The shearing action of the cutters on the rotary drag bits is substantially different from the crushing action of a roller cone bit, which is another type of bit frequently used for drilling oil and gas wells. Roller cone bits are comprised of two or three cone-shaped cutters that rotate on an axis with an angle that is oblique to the axis of rotation of the drill bit. As the bit is rotated, the cones roll across the bottom of the hole, with the teeth crushing the rock as they pass between the cones and the formation.
Each PDC cutter is fabricated as a discrete piece, separate from the drill bit, by bonding a layer of polycrystalline diamond, sometimes called a crown or diamond table, to a substrate. PDC, though very hard and abrasion resistant, tends to be brittle. The substrate, while still very hard, is tougher, thus improving the impact resistance of the cutter. The substrate is typically made long enough to act as a mounting stud, with a portion of it fitting into a pocket or recess formed in the body of the bit. However, the PDC and the substrate structure can be attached to a metal mounting stud. Because of the processes used for fabricating them, the wear layer and substrate typically have a cylindrical shape, with a relatively thin diamond table bonded to a taller or longer cylinder of substrate material. The resulting composite can be machined or milled to change its shape. However, the PDC layer and substrate are most often used on PDC bits in the cylindrical form in which they are made.
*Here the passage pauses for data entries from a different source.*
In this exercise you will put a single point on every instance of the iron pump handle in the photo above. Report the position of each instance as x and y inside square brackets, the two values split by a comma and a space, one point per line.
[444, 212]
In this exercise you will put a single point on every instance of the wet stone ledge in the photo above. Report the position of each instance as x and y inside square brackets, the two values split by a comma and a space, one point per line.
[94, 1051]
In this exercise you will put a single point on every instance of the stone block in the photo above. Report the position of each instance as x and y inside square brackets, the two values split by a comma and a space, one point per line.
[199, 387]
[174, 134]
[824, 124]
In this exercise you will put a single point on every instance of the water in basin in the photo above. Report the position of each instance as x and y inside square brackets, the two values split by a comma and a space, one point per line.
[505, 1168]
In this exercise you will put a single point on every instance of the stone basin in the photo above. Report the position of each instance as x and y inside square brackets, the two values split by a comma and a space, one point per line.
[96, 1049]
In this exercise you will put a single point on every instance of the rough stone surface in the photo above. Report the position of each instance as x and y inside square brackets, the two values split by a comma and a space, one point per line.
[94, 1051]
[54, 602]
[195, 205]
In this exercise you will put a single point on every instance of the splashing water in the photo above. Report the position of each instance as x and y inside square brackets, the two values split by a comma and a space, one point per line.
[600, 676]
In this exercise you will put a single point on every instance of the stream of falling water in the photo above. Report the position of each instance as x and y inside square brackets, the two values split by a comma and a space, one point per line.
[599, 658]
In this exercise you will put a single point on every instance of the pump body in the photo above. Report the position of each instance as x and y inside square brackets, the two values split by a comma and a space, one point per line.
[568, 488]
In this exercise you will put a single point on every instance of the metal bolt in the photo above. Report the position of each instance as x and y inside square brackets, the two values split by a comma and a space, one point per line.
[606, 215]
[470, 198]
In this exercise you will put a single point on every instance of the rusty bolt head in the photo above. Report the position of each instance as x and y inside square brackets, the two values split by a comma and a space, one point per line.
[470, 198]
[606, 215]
Though the wear surface of a PDC cutter is typically comprised of sintered polycrystalline diamond (either natural or synthetic) exhibiting diamond-to-diamond bonding, polycrystalline cubic boron nitride, wurtzite boron nitride, aggregated diamond nanorods (ADN) or other hard, crystalline materials can be substituted for diamond in at least some application and therefore, for the purposes of the PDC bit described below, should be considered equivalents to polycrystalline diamond compacts. References to “PDC” and polycrystalline diamond (“PCD”) should be understood to refer to sintered polycrystalline diamond, cubic boron nitride, wurtzite boron nitride and similar materials, including those that other materials or structure elements that might be used to improve its properties and cutting characteristics, as well as thermally stable varieties in which a metal catalyst has been partially or entirely removed after sintering. Substrates for supporting a PDC wear surface or layer are made, at least in part, from cemented metal carbide, with tungsten carbide being the most common, and may also, for example, include transitional layers in which the metal carbide and diamond are mixed with other elements for improving bonding and reducing stress between the PDC and substrate.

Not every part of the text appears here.